Personal information
- Full name: William Clark
- Born: 8 September 1905 Crieff, Perthshire, Scotland
- Died: 6 April 1990 (aged 84) Stirlingshire, Stirlingshire, Scotland
- Batting: Right-handed
- Role: Wicket-keeper

Domestic team information
- 1946: Scotland

Career statistics
| Competition | First-class |
| Matches | 1 |
| Runs scored | 13 |
| Batting average | 6.50 |
| 100s/50s | –/– |
| Top score | 9 |
| Catches/stumpings | 1/1 |
- Source: Cricinfo, 18 July 2022

= William Clark (cricketer) =

Scottish cricketer, cricket administrator, and solicitor

William Clark (8 September 1905 — 6 April 1990) was a Scottish first-class cricketer, cricket administrator, and solicitor.

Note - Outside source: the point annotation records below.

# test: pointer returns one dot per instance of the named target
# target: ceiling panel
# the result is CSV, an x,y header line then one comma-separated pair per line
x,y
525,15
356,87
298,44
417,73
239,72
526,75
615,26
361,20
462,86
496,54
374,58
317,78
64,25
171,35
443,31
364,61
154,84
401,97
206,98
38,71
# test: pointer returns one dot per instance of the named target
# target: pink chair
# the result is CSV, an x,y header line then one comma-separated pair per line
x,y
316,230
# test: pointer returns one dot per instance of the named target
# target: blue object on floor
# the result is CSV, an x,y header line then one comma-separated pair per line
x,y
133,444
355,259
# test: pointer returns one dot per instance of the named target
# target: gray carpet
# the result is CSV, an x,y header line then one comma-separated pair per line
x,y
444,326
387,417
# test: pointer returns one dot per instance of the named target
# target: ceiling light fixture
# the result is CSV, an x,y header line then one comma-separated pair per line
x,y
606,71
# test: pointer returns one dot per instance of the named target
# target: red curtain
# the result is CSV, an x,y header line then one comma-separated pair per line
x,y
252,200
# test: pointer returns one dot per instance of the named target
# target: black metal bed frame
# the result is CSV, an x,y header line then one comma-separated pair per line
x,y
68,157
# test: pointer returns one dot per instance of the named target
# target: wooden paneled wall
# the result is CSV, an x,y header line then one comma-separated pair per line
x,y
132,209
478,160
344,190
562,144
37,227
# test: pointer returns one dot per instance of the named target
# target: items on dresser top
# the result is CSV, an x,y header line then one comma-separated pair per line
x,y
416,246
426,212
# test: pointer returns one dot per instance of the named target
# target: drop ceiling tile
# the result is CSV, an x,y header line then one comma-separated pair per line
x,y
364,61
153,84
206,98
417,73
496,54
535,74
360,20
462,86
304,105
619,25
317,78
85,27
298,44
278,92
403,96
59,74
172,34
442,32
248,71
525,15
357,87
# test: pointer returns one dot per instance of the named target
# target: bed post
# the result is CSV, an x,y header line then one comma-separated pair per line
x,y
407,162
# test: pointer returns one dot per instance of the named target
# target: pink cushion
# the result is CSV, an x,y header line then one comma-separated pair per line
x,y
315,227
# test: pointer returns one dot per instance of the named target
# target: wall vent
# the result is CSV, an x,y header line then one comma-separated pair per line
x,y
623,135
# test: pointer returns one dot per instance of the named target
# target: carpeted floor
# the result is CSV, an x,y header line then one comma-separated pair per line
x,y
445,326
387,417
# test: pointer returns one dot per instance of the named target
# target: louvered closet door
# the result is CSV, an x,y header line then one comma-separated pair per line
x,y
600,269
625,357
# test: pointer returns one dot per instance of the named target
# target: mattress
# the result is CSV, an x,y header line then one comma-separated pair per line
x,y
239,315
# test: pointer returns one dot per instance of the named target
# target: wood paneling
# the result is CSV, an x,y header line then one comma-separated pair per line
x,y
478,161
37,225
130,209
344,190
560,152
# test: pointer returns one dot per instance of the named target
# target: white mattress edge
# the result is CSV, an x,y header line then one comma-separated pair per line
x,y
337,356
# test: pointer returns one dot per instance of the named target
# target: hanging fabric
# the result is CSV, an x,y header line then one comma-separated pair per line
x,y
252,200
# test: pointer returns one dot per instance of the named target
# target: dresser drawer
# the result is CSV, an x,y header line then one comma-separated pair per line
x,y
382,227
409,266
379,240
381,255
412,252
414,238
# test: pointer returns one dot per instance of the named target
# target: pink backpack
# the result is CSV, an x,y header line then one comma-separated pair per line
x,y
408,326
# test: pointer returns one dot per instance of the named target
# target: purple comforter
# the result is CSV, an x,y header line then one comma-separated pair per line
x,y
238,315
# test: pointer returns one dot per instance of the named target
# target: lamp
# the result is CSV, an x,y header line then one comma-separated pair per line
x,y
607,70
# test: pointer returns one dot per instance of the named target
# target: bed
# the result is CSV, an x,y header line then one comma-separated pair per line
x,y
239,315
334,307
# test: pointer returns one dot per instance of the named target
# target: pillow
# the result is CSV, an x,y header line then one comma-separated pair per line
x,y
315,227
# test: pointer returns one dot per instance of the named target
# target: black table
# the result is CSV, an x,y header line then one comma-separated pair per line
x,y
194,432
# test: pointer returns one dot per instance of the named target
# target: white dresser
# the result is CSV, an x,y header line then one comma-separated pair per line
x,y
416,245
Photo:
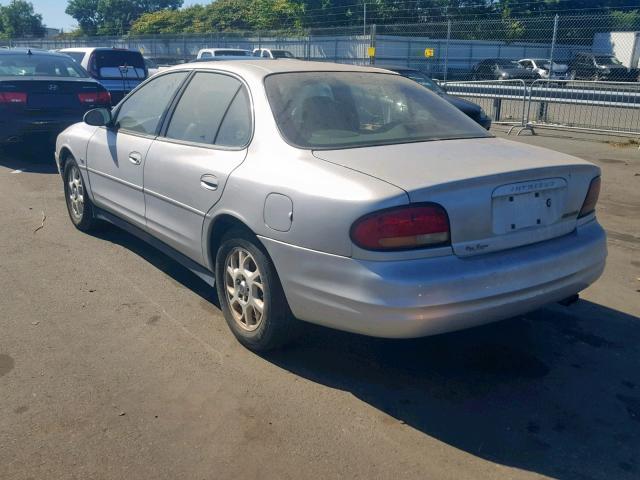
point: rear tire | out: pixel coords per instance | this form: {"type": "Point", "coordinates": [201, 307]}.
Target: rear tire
{"type": "Point", "coordinates": [250, 293]}
{"type": "Point", "coordinates": [79, 205]}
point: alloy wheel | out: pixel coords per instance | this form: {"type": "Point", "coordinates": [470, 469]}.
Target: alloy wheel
{"type": "Point", "coordinates": [75, 192]}
{"type": "Point", "coordinates": [244, 289]}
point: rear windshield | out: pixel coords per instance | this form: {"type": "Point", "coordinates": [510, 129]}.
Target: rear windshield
{"type": "Point", "coordinates": [24, 65]}
{"type": "Point", "coordinates": [326, 110]}
{"type": "Point", "coordinates": [118, 58]}
{"type": "Point", "coordinates": [281, 54]}
{"type": "Point", "coordinates": [232, 53]}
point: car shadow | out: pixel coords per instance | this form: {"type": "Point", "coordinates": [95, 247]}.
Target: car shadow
{"type": "Point", "coordinates": [162, 262]}
{"type": "Point", "coordinates": [555, 392]}
{"type": "Point", "coordinates": [32, 157]}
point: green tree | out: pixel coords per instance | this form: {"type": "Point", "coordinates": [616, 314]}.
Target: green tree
{"type": "Point", "coordinates": [114, 17]}
{"type": "Point", "coordinates": [18, 19]}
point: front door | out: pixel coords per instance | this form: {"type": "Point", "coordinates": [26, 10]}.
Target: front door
{"type": "Point", "coordinates": [188, 165]}
{"type": "Point", "coordinates": [116, 154]}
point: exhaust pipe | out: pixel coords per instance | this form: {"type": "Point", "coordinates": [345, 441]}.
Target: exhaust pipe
{"type": "Point", "coordinates": [569, 300]}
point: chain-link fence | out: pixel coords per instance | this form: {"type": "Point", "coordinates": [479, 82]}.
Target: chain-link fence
{"type": "Point", "coordinates": [563, 58]}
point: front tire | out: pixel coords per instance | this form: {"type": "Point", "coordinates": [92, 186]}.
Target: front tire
{"type": "Point", "coordinates": [79, 205]}
{"type": "Point", "coordinates": [250, 293]}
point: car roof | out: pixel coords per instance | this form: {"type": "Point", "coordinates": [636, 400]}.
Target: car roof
{"type": "Point", "coordinates": [256, 68]}
{"type": "Point", "coordinates": [223, 48]}
{"type": "Point", "coordinates": [92, 49]}
{"type": "Point", "coordinates": [34, 52]}
{"type": "Point", "coordinates": [399, 68]}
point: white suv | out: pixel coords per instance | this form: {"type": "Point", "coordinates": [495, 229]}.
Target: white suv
{"type": "Point", "coordinates": [222, 52]}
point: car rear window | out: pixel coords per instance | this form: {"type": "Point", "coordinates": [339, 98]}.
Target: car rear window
{"type": "Point", "coordinates": [25, 65]}
{"type": "Point", "coordinates": [327, 110]}
{"type": "Point", "coordinates": [118, 58]}
{"type": "Point", "coordinates": [232, 53]}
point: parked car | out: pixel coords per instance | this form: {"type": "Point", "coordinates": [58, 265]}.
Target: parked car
{"type": "Point", "coordinates": [472, 110]}
{"type": "Point", "coordinates": [591, 66]}
{"type": "Point", "coordinates": [43, 93]}
{"type": "Point", "coordinates": [272, 53]}
{"type": "Point", "coordinates": [157, 64]}
{"type": "Point", "coordinates": [542, 66]}
{"type": "Point", "coordinates": [119, 70]}
{"type": "Point", "coordinates": [222, 52]}
{"type": "Point", "coordinates": [345, 196]}
{"type": "Point", "coordinates": [501, 69]}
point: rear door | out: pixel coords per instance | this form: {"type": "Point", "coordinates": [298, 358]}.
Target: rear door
{"type": "Point", "coordinates": [116, 155]}
{"type": "Point", "coordinates": [187, 167]}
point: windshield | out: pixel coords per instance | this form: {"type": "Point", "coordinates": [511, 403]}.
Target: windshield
{"type": "Point", "coordinates": [281, 54]}
{"type": "Point", "coordinates": [327, 110]}
{"type": "Point", "coordinates": [606, 60]}
{"type": "Point", "coordinates": [423, 80]}
{"type": "Point", "coordinates": [508, 64]}
{"type": "Point", "coordinates": [24, 65]}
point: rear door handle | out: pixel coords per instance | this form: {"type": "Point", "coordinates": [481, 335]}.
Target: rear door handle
{"type": "Point", "coordinates": [209, 182]}
{"type": "Point", "coordinates": [135, 158]}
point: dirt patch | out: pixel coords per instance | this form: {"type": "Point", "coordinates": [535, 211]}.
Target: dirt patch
{"type": "Point", "coordinates": [6, 364]}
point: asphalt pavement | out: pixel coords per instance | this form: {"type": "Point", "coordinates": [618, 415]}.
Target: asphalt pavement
{"type": "Point", "coordinates": [116, 363]}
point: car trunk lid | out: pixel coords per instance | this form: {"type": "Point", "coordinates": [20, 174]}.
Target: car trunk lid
{"type": "Point", "coordinates": [498, 194]}
{"type": "Point", "coordinates": [52, 95]}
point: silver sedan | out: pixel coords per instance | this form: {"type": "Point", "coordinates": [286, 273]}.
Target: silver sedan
{"type": "Point", "coordinates": [344, 196]}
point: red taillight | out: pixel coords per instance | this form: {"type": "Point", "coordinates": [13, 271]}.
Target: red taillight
{"type": "Point", "coordinates": [402, 228]}
{"type": "Point", "coordinates": [13, 97]}
{"type": "Point", "coordinates": [589, 204]}
{"type": "Point", "coordinates": [95, 97]}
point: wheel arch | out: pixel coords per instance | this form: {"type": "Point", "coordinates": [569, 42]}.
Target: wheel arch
{"type": "Point", "coordinates": [218, 227]}
{"type": "Point", "coordinates": [65, 153]}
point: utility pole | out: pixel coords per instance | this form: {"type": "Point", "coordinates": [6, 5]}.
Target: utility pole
{"type": "Point", "coordinates": [553, 45]}
{"type": "Point", "coordinates": [364, 23]}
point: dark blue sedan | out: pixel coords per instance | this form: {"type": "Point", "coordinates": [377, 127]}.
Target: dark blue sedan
{"type": "Point", "coordinates": [42, 93]}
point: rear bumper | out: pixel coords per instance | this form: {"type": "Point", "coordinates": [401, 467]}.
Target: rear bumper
{"type": "Point", "coordinates": [413, 298]}
{"type": "Point", "coordinates": [20, 129]}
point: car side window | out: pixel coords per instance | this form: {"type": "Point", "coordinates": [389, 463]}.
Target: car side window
{"type": "Point", "coordinates": [209, 99]}
{"type": "Point", "coordinates": [235, 129]}
{"type": "Point", "coordinates": [77, 56]}
{"type": "Point", "coordinates": [143, 110]}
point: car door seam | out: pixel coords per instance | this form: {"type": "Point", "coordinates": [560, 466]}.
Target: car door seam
{"type": "Point", "coordinates": [173, 202]}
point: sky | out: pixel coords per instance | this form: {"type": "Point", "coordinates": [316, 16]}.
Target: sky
{"type": "Point", "coordinates": [53, 12]}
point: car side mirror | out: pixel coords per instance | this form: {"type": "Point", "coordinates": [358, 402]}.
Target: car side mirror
{"type": "Point", "coordinates": [98, 117]}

== Early life and education ==
Clark was born in September 1905 at Crieff, Perthshire. He was educated at the Grove Academy.

== Career ==
A club cricketer for Stirling County Cricket Club, Clark made a single appearance in first-class cricket for Scotland as a wicket-keeper against Ireland at Greenock in 1946. Batting twice in the match, he was dismissed for 4 runs in the Scottish first innings by John Hill, while in their second innings he was dismissed for 9 runs by the same bowler; in his capacity as wicket-keeper, he took a single catch and made a single stumping. Clark later served as the president of the Scottish Cricket Union in 1958, succeeding W. D. Ritchie. By profession, Clark was a solicitor who was a senior partner in the firm J. M. & J. Mailer.

== Personal life ==
Clark died at Kildean Hospital in Stirling on 6 April 1990.